Ross Clark Ross Clark

Is Jeremy Hunt following in Gordon Brown’s footsteps?

Credit: Getty Images

Anyone fancy having a flutter with 5 per cent of their pension fund on unlisted start-ups? It is not necessarily a bad idea – it is only 5 per cent, after all. As part of a portfolio which is balanced by more bread and butter investments it need not be reckless. At best, you might just pick a future Microsoft or Google – and at worst, well, the other 95 per cent of your investments could smother your losses.

But it seems that we are not really going to have the choice – at least not those of us who have defined contribution pension funds. The Chancellor, Jeremy Hunt, used his Mansion House speech on Monday evening to announce what he calls the Mansion House Compact – an agreement between him and the operators of large pension funds to allocate more of their capital to unlisted companies. By 2030, he says, they have agreed to invest 5 per cent of their funds in this way. At present, less than 1 per cent is invested in unlisted companies. In order to spread the risk, there will be a consolidation of pension funds. As for defined benefit schemes, the Chancellor announce separate proposals: local government pension schemes will have their arms twisted to allocate 10 per cent of their funds to unlisted companies. Needless to say, in their case the good old taxpayer will be waiting in the wings should the strategy go wrong.
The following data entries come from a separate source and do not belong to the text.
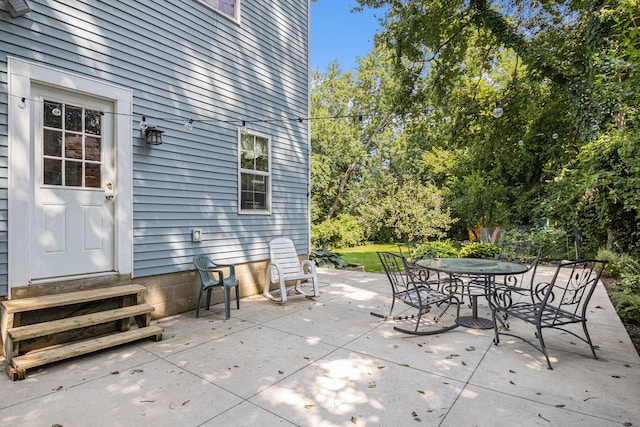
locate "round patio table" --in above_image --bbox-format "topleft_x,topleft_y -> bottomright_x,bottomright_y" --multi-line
416,258 -> 528,329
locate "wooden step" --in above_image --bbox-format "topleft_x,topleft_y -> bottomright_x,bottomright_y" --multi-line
2,285 -> 145,314
7,304 -> 154,342
7,325 -> 164,381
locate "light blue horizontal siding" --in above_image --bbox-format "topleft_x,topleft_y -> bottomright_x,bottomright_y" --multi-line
0,60 -> 9,296
0,0 -> 309,294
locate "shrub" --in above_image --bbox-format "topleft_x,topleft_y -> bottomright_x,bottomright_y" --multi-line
309,249 -> 349,268
459,242 -> 500,258
311,214 -> 364,248
611,273 -> 640,325
596,249 -> 640,280
429,239 -> 459,258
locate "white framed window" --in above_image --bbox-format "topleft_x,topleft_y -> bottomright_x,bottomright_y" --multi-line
238,129 -> 271,214
198,0 -> 240,22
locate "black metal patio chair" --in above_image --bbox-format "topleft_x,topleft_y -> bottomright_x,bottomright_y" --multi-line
489,242 -> 543,310
491,259 -> 606,369
371,252 -> 460,335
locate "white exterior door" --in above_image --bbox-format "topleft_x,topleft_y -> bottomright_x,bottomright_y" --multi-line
7,56 -> 134,293
31,85 -> 116,280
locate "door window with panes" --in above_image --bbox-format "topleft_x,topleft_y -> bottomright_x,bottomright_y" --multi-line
42,101 -> 102,188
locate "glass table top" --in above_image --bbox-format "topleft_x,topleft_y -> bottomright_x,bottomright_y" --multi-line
416,258 -> 528,276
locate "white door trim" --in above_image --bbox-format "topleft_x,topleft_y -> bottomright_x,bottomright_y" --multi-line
7,57 -> 133,295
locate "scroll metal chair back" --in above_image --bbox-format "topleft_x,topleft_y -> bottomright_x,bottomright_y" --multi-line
371,252 -> 460,335
193,255 -> 240,320
493,242 -> 543,306
492,259 -> 606,369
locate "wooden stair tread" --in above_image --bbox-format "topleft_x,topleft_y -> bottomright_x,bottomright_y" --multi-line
7,304 -> 154,341
11,325 -> 164,373
2,285 -> 145,314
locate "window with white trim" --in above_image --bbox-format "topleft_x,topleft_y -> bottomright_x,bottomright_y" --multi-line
238,131 -> 271,213
200,0 -> 240,21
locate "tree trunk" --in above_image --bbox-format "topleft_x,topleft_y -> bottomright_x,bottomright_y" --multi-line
327,113 -> 392,221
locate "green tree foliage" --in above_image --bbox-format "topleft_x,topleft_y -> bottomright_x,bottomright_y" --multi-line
357,170 -> 454,242
348,0 -> 640,253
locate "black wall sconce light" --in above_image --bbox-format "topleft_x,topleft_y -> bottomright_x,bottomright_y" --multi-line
140,117 -> 164,145
144,126 -> 164,145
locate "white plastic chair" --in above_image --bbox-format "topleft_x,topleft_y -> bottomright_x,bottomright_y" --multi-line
263,237 -> 320,302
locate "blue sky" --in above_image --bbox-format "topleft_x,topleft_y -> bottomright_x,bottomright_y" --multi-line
311,0 -> 380,72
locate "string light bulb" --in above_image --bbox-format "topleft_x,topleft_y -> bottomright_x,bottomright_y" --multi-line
492,101 -> 504,119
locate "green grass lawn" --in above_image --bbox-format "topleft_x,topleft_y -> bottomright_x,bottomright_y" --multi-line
332,243 -> 400,273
It is true that many UK pension funds seem to have developed a strange aversion to UK shares, smaller ones especially. Three decades ago, a third of UK shares were held by UK pension funds; now it is less than 3 per cent. The lack of interest from pension funds has added to the deep malaise in smaller UK shares over the past couple of years – and that is the safer, listed ones. Like so many other investors, UK pension funds have gone chasing returns in US technology stocks, as well as beefing up on government bonds with miniscule returns.

What Hunt announced at the Mansion House is the mirror image of what Brown did a quarter of a century ago

Yet it is hard to see that Hunt is really coming to this from the point of view of the investor. Hunt asserted in his speech that more unlisted investments could mean a 12 per cent boost to pension funds, meaning that someone starting out in their career now could end up retiring on an extra £1000 a year in retirement. Yet at no point did he even mention the word ‘risk’. Hunt kept describing unlisted companies as ‘high growth’ – without once admitting that they don’t all succeed in growing; on the contrary, start-ups have a notorious habit of imploding. The conceit that a 5 per cent allocation will magically result in an extra £1,000 for pensioners in half a century’s time is ludicrous.

Hunt has really come to this subject from the opposite angle. He wants to find ways of boosting the UK economy by increasing the availability of capital to small and start-up companies – and has hit upon pension funds as a potential source of that capital. ‘We want to be the world’s next Silicon Valley’, he began, before going on to explain his Mansion House Compact. That tells you all you need to know: the interests of pensioners come second.   

Mind you, that is how it was with Gordon Brown’s pension reforms, too. What Hunt announced at the Mansion House is the mirror image of what Brown did a quarter of a century ago, when he obliged pension funds to allocate more capital to fixed interest investments. That wasn’t really about the interests of pensioners, either – rather he wanted someone to soak up the government bonds he needed to issue to finance his expansion of the public sector. Then, as now, pension fund holders were corralled for ulterior political motives. There is an alternative: simply to let the pension fund industry itself decide how to invest its members’ funds – and let its performance speak for itself.